According to the email, District 1, which includes St. Louis city and north county, was "done." But in District 2, encompassing south and west counties, something was very wrong.
The email to Payne was authored by PCI president Angelo Paparella. Alongside District 2, Paparella noted, "In trouble, need 20,000 more."
Payne looks back on the email as a harbinger of doom. He would later learn that PCI's collectors had over-collected from St. Louis city in District 1, leaving the campaign facing a serious shortfall in District 2 with less than two weeks to spare.
"It was the first time that I was worried about District 2," Payne recalls. "We'd had concerns about other districts, but they were being addressed. A shortage in District 2 was a completely unexpected thing to have happen."
And how did that shortage happen, exactly? Before dipping into the mess, it's important to understand Missouri's ballot-initiative game. Essentially, it is a process for passing laws or constitutional amendments without the state legislature. The basics are laid out in Missouri's constitution: "The people reserve power to propose and enact or reject laws and amendments to the constitution by the initiative."

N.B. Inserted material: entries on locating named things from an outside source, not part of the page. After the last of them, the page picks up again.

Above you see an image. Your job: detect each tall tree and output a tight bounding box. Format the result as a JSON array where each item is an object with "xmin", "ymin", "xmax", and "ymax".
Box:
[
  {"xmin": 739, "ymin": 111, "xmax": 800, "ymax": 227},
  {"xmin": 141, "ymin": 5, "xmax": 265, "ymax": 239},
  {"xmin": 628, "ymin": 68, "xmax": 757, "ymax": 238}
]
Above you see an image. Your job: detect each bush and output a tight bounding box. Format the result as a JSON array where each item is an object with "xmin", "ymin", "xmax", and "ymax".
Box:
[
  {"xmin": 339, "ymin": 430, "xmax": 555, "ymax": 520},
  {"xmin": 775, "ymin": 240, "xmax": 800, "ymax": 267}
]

The process has two steps. First, an initiative is submitted to Missouri's Secretary of State for approval, which means meeting certain formatting and legal standards. The petition is usually revised or amended several times. Once approved, supporters can start gathering signatures.
That's not as simple as staking out a single busy mall until you have 160,000 names on paper. Initiatives need to gather sufficient support from at least six of the state's eight congressional districts - but it must meet separate goals for each district, defined as eight percent of the district's votes from the last governor's election.
New Approach had to collect a minimum 27,603 signatures in District 1, which extends from St. Louis city through the northern suburbs to the Missouri River. Next door, in populous District 2, the initiative needed 32,337 signatures to pass. That district line zig-zags through St. Louis' near suburbs, ballooning outward to cover parts of St. Charles, Chesterfield, Ballwin, Fenton and Arnold to the south.
With the May 8 deadline bearing down on Payne and New Approach, discovering that District 2 was lagging was just about the worst news imaginable.
"District 2 is the toughest in some ways," Payne says now.
The signature gatherers seemed particularly confused by the district line that meanders between St. Louis city, St. Louis County and St. Charles County. It was common for collectors to return from the field with stacks of signatures from the wrong district.
As New Approach mobilized its entire force of collectors to hit District 2, the confusion only became more pronounced.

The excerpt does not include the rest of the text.